Digitalisation has changed how we communicate with one another, how we search for information, how we use media and, not least, how media are financed. At the moment, the advertising market is experiencing extensive shifts in advertising investments, from traditional media to the Internet. This means that global tech companies like Google and Facebook are challenging the position of the national media companies as platforms for advertising.
Ad Wars analyses how digitalisation of the advertising market has impacted the business model of Nordic news media companies.
Global tech companies dominate
As the competition of the advertising investments increase, many media companies see advertising revenue decrease, in some cases drastically. Today, non-Nordic digital platforms answer for around 60 percent of the digital advertising investments in Sweden and Denmark. In Norway, it’s about 45 percent.
During 2016 alone, Nordic advertisers invested approximately 2.2 billion Euro – or 21 billion Swedish crowns – in non-Nordic advertising platforms on the Internet. Compared to one year earlier, that’s a growth of around 30 percent.
“In both Sweden and Norway, non-Nordic actors appear to have answered for the entire collective growth of the digital advertising investments during 2015 and 2016. Indications show that the situation is the same in Denmark too”, says Jonas Ohlsson, researcher in charge of the study.
The newspaper industry most affected
The newspaper industry has been most affected by these changes. The Nordic advertising investments in printed newspapers have fallen by 40 percent since 2011 – equivalent to approximately 12 billion Swedish crowns. At the same time, the newspaper industry has only to a limited extent been able to compensate for the decrease in print advertisement with digital sales.

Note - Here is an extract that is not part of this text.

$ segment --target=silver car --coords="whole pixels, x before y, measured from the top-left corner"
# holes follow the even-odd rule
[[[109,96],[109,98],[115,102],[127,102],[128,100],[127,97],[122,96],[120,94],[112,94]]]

“When the commercially financed news media can no longer rely on advertising as a source of income, there will be consequences for the entire business model and, in extension, for the entire production of journalism in the Nordic region”, says Jonas Ohlsson.
Information about the study and Nordicom
Nordicom is a knowledge centre in the field of media and communication research at the University of Gothenburg. Starting with academic research, Nordicom collects and adapts knowledge, mediating it to various user groups in the Nordic region, Europe and elsewhere in the world. The study has been commissioned and financed by the Nordic Council of Ministers and the Norwegian Ministry of Culture. Jonas Ohlsson and Ulrika Facht at Nordicom have conducted the data collection and analysis.